A few days ago, on the #indieweb Freenode channel1 one of the users asked if we knew an indieweb-friendly way of getting data out of LinkedIn. I wasn't paying attention to any recent news related to LinkedIn, though I've heard a few things, such as they are struggling to prevent data scraping: the note mentioned that they believe it's a problem that employers keep an eye on changes in LinkedIn profiles via 3rd party. This, indeed, can be an issue, but there are ways to manage this within LinkedIn: your public profile settings2.

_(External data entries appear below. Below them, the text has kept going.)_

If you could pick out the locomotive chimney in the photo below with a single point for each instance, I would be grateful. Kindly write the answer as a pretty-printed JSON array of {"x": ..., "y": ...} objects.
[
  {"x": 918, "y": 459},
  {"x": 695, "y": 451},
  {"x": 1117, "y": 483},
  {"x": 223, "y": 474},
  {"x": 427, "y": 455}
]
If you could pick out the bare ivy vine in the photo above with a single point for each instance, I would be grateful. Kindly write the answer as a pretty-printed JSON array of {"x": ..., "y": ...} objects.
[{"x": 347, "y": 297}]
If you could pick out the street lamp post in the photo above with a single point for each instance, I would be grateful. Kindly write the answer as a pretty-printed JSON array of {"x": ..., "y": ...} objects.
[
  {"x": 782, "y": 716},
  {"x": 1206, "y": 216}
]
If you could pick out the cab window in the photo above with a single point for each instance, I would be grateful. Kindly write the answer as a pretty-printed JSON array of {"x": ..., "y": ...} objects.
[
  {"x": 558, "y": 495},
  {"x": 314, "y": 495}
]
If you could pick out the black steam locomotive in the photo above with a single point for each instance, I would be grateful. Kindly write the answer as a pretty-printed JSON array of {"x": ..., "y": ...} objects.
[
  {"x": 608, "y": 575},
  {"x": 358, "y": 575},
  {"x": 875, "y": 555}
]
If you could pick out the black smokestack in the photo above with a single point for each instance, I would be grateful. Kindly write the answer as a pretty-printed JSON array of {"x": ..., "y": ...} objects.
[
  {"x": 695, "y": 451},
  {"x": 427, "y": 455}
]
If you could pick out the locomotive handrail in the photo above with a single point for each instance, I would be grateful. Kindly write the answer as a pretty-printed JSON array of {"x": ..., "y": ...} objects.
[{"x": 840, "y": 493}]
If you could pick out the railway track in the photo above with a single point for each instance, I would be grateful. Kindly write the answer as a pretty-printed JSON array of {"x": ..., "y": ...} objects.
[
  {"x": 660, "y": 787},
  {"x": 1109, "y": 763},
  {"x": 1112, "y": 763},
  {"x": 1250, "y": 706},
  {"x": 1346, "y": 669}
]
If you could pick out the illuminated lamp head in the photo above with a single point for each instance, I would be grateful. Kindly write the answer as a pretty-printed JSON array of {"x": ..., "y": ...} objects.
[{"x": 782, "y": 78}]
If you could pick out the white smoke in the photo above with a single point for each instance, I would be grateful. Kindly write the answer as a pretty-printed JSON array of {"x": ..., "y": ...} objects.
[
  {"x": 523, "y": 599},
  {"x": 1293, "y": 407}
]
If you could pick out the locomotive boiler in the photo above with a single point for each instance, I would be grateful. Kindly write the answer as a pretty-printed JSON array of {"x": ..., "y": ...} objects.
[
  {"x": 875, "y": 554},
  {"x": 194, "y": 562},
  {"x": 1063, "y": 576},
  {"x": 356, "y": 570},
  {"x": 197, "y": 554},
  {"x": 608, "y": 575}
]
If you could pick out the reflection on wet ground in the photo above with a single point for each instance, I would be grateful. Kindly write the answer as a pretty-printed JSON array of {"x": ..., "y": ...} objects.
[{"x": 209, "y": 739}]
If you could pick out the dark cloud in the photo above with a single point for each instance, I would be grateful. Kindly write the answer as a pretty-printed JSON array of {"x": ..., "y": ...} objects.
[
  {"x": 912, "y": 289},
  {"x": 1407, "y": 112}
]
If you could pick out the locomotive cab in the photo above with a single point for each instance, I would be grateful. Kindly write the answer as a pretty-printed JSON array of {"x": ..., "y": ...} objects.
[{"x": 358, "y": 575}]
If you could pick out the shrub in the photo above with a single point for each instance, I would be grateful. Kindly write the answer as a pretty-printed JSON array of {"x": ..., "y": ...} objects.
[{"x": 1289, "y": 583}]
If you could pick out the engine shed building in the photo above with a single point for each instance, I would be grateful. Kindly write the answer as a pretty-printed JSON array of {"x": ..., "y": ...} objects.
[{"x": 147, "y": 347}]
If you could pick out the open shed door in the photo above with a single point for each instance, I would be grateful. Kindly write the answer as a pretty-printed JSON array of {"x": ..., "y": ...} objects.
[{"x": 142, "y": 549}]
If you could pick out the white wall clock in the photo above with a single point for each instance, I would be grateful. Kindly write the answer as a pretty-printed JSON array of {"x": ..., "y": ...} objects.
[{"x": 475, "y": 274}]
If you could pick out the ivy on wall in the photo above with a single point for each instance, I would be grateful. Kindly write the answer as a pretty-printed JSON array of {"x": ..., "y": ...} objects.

In my case, this was set to visible to everyone for years, and by the time I had to set it up (again: years), it was working as intended. But a few days ago, for my surprise, visiting my profile while logged out resulted in this:
$ wget -O- https://www.linkedin.com/in/petermolnareu --2018-01-14 10:26:12-- https://www.linkedin.com/in/petermolnareu Resolving www.linkedin.com (www.linkedin.com)... 22.214.171.124, 2620:109:c00c:104::b93f:9001 Connecting to www.linkedin.com (www.linkedin.com)|126.96.36.199|:443... connected. HTTP request sent, awaiting response... 999 Request denied 2018-01-14 10:26:12 ERROR 999: Request denied.
Despite the settings, there is no public profile for logged out users.
I'd like to understand what it going on, because so far, this looks like a fat lie from LinkedIn. Hopefully just a bug.
I tried setting referrers and user agents, used different IP addresses, still nothing. I can't type today and managed to mistype
https://google.com - the referrer ended up as
https:/google.com. So, following the notes on HN, setting a referrer to Google sometimes works. After a few failures it will lock you out again, referrer or not. This is even uglier if it was a proper authwall for everyone.
curl 'https://www.linkedin.com/in/petermolnareu' \ -e 'https://google.com/' \ -H 'accept-encoding: text' -H \ 'accept-language: en-US,en;q=0.9,' \ -H 'user-agent: Mozilla/5.0 (X11; Linux x86_64) AppleWebKit/537.36 (KHTML, like Gecko) Chrome/63.0.3239.132 Safari/537.36'